A Snapchat payroll employee opened the wrong email last week to damaging consequences.
The message was a phishing scam that impersonated Snapchat’s CEO Evan Spiegel.
In the email, a hacker posing as Spiegel requested payroll information for existing and ex-employees. The hacker then exposed that information to the outside world.
Snapchat issued a public apology to its workers in a blog post on Sunday.
The incident took place on Friday, according to the post. Within four hours, the startup confirmed that it was an “isolated” problem and reported it to the FBI.
Luckily, no servers were breached. No user data was taken. But “a number of our employees have now had their identity compromised. And for that, we’re just impossibly sorry,” Snapchat says.
The startup has contacted all of the employees who were impacted by the scam, and offered them offered two years of identity-theft monitoring and insurance. Snapchat says it has strengthened its training programs too.
Phishing scams like this one are simple by design — a malicious actor pretending to be a trusted source. But its effects can be disastrous and complicated, as the Sony hack proved. All it takes is duping the one person who has all the right keys.

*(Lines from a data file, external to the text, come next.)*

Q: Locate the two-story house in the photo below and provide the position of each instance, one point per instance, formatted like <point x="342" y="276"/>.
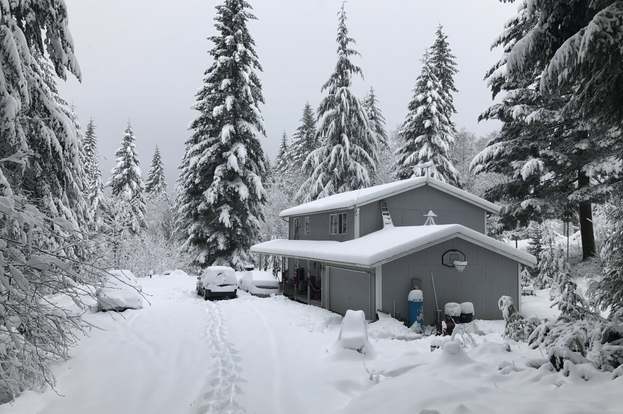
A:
<point x="366" y="249"/>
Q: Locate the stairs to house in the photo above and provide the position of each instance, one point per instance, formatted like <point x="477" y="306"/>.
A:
<point x="387" y="218"/>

The way that Snapchat secures information has been of public interest since 2013, when the app started to gain massive popularity.
At the end of that year, cybersecurity researchers warned the company that hackers could find a way to expose people’s identities by linking phone numbers with user names.
Snapchat didn’t heed those warnings properly, and a day into the 2014 New Year, a database of 4.6 million numbers and user names were leaked online. The startup’s security problems escalated further that year when hackers also raided a third-party app and stole tens of thousands of photos and videos.
Since those breaches, Snapchat has been sensitive to the way it responds to any security-related issue. The startup has been quicker to admit to, apologize for, and fix its mistakes.
“We’re a company that takes privacy and security seriously,” Snapchat’s latest explanation reads. “So it’s with real remorse–and embarrassment–that one of our employees fell for a phishing scam.”